2 四合院・伽藍

 前項の「四合院」については、北京に行く前にすでに了解していたのですが、実際に行ってみると、「四合院」は一般住宅と宮殿だけではありませんでした。

 5か所見た仏教寺院(法源寺、潭柘寺、戒台寺、臥仏寺、碧雲寺)のすべて、さらに2か所見たチベット仏教寺院(雍和宮、北海公園の永安寺)の伽藍は、いずれも幾重にも重合する四合院建築群から成っていました。それだけではありません。道教寺院(白雲観)も、儒教の建築(孔子廟と国子監)も、なんとイスラムのモスク(牛街清真寺)までも、どれもが「四合院」でした。
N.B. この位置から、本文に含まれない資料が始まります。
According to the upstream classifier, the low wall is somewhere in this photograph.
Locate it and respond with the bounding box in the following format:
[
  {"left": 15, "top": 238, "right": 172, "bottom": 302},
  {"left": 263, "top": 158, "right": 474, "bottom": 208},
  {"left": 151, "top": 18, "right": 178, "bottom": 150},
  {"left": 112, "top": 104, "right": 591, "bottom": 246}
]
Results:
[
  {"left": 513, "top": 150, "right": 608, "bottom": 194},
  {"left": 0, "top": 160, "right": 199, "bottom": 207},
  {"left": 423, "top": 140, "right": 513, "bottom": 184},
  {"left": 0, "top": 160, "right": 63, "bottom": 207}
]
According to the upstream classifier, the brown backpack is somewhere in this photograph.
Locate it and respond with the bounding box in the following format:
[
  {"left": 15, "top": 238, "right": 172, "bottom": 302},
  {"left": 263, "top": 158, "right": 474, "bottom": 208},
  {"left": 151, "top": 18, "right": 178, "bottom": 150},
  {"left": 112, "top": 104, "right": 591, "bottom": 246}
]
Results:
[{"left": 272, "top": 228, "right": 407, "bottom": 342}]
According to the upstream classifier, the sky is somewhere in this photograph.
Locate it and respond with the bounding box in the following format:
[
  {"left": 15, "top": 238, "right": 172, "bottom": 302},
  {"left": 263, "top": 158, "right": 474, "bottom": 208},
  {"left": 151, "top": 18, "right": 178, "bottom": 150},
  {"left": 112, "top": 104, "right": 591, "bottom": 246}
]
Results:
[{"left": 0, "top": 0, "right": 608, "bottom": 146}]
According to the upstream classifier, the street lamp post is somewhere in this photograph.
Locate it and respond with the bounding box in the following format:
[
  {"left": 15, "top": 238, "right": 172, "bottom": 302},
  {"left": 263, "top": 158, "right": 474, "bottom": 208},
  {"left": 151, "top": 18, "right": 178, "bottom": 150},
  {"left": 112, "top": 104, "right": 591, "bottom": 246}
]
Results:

 いずれも、建物の配置の基本パターンはまったく同じで、しかもたいていの場合、最初の主殿は「天王殿(てんのうでん)」という名で、弥勒菩薩の化身である布袋(ほてい)の像とその背後に韋駄天(いだてん)像、周囲に四天王像があるところまで全部同じなのです。ガイドブックはもちろん、専門家が執筆した概説書、一般向けの建築の本でも、住宅建築としての四合院のことばかりで、寺院については一言も書かれていませんでした。伽藍の配置図などどこにも掲載されていません。春名徹の『北京』(2008年、岩波新書)では、雍和宮について、

 

南北の軸上に重要な建物が並んでいる。(p.111.)

 

として、牌楼(はいろう)、山門以下、五つの主殿の名称と安置されている仏像について簡単にコメントしますが、左右(東西)の建物には言及がなく、当然、「四合院」の語は一切登場しません。北海公園瓊華(けいか)島の永安寺についての描写はこうです。

 

山門をくぐると丘の斜面にいくつかの建物が階段状に配置されており、頂上まで登ると白塔がある。(p. 143.)

 

 前ページで引用した楼慶西『中国歴史建築案内』(2008年、TOTO出版)は、伽藍の「四合院」様式については、少し説明がありますが(pp. 128-29.)、伽藍の平面図は一件も掲載されていませんでした。中国の建築家にとっては、あまりにも当たり前のことであり、いまさら説明するほどのことではないのかもしれません。しかし、日本の建築家や歴史家、仏教解説者たちは、ほとんど(すくなくとも一般向けの解説書・案内書では、まったく)寺院の四合院構造について言及することはありません。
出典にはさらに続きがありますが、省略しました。